I wonder whether librarians would be well-served by, and would be responsive to, relatively brief reports, one for each state and library size group (the 10 HAPLR divisions work well), that provide some quick longitudinal charts, some information that looks not only at totals and averages but, more usefully (in my opinion), at medians and 80% figures (and the like), and both of those on some derivative measures that could be useful to see where your own library stands. (The brief reports backed up by a clear, honest, transparent description of what’s behind them.)
And I think I could do those, and do them well, with clear language supplementing a relatively small number of graphs and even smaller number of tables in each report.
On the other hand…
I wonder whether there’s much demand for this sort of thing.

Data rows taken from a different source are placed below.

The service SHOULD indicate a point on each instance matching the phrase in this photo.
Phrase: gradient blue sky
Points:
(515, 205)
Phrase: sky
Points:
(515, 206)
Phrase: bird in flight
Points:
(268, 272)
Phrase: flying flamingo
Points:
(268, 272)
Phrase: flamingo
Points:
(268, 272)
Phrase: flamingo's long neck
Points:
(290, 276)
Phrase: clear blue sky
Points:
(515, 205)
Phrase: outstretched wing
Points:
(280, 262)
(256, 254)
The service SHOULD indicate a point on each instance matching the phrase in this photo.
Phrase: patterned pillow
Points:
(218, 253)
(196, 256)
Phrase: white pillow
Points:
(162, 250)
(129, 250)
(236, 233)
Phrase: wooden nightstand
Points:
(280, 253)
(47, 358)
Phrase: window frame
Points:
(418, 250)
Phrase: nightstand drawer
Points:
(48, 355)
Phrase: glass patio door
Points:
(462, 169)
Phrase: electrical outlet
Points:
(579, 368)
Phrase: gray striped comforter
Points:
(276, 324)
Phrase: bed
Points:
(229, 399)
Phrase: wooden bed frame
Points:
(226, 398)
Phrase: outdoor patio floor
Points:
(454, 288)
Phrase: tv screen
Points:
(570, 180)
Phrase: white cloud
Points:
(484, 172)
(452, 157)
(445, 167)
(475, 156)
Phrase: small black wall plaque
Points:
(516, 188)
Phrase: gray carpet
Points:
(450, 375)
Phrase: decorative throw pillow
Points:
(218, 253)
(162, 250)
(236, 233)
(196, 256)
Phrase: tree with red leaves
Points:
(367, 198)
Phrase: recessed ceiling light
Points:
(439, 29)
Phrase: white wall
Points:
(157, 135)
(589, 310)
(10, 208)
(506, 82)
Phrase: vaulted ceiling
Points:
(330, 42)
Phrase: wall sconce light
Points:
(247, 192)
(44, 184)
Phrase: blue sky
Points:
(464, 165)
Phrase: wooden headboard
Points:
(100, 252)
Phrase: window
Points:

Using the table of state public library data sources provided by Colorado’s Library Research Service, I clicked through to data for the first 30 or so states. I found a wide variety of results–from Connecticut’s first-rate (but long) reports with strong longitudinal work, Colorado’s excellent (if limited) reporting, California’s very good 5-year longitudinal work and Kentucky’s 25-year graphs and generally solid discussions, to a number of states with no summary reports at all, and a few with no apparent data. I’d say six of the 30 (or so) had some sort of longitudinal data.
And I wonder whether the rest don’t have such reports or data because there’s really no demand for it. (I wonder how many librarians actually read the IMLS reports–you don’t really need to go through the full 200+ pages!)
Not that I don’t see things missing in general–but I come away thinking that there’s really not enough interest to pursue this idea at all.
Am I wrong? If so, and if there’s a path to actual compensation, I’d love to hear about it (via email to waltcrawford at gmail.com–spamments are still averaging >100 per day, so I don’t check them carefully).
Otherwise, well, “Walt, idiot, nobody really wants this, and they certainly won’t pay for it.” Heck, I can tell myself that.
[Note that "nobody wants this" isn't quite the same as "nobody needs this," but it might as well be from my perspective. In either case, I'd be a greater idiot to keep pursuing it.]